All of these provide a lot of useful basic data, as do subscription services such as Hemscott ( www.hemscott.net), but none of them I find provides much that I need that I cannot get elsewhere. I used to make an exception for the admirable Peter Temple's columns and portfolio updates on Interactive Investor (but they seem to have stopped now), and the heat maps you can find on Digital Look are a fun visual addition to the share investor's armoury.

While on the subject of prejudices, I tend to take a fairly ruthless approach to websites, and recommend that you do too.

Websites with intrusive advertisements are a real turn-off as far as I am concerned – another reason that tends to direct me away from the most popular retail sites, which seem to survive mainly on bank and credit card advertisements for their livelihood these days. I have no problem at all with Google ads, however, which I happily and profitably use on my own website.

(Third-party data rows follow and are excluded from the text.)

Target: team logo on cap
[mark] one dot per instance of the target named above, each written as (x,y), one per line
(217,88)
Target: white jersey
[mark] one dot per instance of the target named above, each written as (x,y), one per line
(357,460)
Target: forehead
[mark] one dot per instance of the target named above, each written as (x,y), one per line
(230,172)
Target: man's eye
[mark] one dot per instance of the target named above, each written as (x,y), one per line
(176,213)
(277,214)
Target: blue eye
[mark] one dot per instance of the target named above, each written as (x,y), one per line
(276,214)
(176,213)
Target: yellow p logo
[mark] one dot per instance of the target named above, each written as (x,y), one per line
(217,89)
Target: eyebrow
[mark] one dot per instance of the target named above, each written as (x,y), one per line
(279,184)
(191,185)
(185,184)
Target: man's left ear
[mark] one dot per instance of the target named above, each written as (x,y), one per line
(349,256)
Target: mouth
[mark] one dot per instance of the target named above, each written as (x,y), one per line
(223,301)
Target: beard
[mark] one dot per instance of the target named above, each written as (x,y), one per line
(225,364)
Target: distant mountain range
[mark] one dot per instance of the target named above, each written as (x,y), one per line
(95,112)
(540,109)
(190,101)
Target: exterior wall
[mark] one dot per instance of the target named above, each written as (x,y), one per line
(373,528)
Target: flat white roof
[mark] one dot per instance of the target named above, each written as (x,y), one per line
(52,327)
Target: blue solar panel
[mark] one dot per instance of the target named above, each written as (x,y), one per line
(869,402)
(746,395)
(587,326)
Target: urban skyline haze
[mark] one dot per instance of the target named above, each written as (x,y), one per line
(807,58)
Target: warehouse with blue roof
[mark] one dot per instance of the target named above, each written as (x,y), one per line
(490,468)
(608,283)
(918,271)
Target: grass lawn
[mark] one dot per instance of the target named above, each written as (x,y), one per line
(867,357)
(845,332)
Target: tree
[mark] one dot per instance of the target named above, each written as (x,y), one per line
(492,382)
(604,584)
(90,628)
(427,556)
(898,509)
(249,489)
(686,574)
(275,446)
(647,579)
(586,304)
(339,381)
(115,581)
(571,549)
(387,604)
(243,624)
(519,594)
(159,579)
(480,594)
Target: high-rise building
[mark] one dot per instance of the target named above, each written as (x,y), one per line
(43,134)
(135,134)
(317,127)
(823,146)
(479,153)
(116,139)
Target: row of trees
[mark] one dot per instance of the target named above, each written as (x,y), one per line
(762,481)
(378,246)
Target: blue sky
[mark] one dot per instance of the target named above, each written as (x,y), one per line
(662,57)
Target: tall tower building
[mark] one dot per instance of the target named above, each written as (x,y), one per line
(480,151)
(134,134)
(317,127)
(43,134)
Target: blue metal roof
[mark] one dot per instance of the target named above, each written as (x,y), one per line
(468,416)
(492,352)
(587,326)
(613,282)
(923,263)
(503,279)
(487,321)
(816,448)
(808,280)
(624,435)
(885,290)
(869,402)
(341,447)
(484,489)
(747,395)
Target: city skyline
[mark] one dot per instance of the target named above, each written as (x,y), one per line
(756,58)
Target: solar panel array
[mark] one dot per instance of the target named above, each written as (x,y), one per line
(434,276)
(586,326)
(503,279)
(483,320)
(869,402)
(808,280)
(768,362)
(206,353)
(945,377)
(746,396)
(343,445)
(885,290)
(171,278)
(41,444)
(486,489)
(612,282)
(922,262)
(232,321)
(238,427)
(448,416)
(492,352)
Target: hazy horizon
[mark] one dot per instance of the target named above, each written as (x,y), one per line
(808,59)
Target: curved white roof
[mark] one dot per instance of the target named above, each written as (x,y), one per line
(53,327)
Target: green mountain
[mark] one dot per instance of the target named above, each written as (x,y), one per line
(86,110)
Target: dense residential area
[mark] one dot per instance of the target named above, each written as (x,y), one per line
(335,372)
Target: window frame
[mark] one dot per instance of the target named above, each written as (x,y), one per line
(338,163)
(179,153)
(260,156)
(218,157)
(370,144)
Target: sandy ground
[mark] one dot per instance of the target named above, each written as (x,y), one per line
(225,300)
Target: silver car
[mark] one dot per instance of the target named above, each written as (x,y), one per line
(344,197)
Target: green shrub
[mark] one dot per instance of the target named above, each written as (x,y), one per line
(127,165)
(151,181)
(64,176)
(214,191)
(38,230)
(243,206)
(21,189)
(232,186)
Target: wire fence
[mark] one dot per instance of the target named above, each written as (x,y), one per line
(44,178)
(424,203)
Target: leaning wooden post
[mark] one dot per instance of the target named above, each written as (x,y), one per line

Sites that are overcomplicated or prove tough or slow to navigate I find I also tend to rule out pretty quickly. Ease of navigation is one of the reasons that I much prefer The Wall Street Journal website to The Financial Times site, even though the former has always been primarily subscription-based, and the latter has only moved that way more recently. Finding out what is and what is not premium content is just one of the many confusing and irritating things that has prejudiced me, no doubt unfairly, against the FT site.

The three main things that I look for in a website are information by or about the key figures in the investment world whose views I find useful to track, specialist research on specific themes that I am currently researching, and particular tools or data that are presented in a convenient and reliable format that cannot be found as readily elsewhere.

Data about short term market performance is a commodity now, so there are any number of sites that can provide you with that, or alert you by e-mail to the main market or company movements of the day, if that is what interests you. (It pains me to tell you that I have yet to learn anything of enduring value about investment from any chat room on any site anywhere).

To kick this series off, therefore, here is a website that I believe you might find it worthwhile to look at if you are interested in investing in funds, and are prepared to do some of your own research, rather than rely on an adviser. The service I mention is free, although there is no guarantee that it will remain that way forever. The site is www.styleresearch.com.

As its name implies, this is the website of Style Research, a small boutique research firm that concentrates solely on analysing style trends in the market for the professional market. As well as information about the importance of style in analysing fund performance, it also now offers a free graphics function that gives you a pictorial representation of how any fund you are likely to own has performed against its style benchmark over the past three years.

To generate the page of graphics on each fund, you need to click the link to "fund research online" on the main page of the website and then follow the filtering instructions from there to find the data on the fund that you want, and then go to the "output reports" tab. The data set runs to thousands of funds.

Our chart shows one of the graphs for Anthony Bolton's Fidelity Special Situations Fund, showing how he has moved his fund dramatically up the market capitalisation scale recently.

The graphics allow you to see the style biases of your fund, and how they have changed during different phases of the recent market cycle. It also allows you to see how the fund has performed relative to its style benchmark, which is one way of seeing how much of a fund's performance can be attributed to its style, and how much to the fund manager.

It is a good example of how the Internet makes available to anyone who knows where to look research tools that until a little while ago were only available to those with the money to pay for a professional service.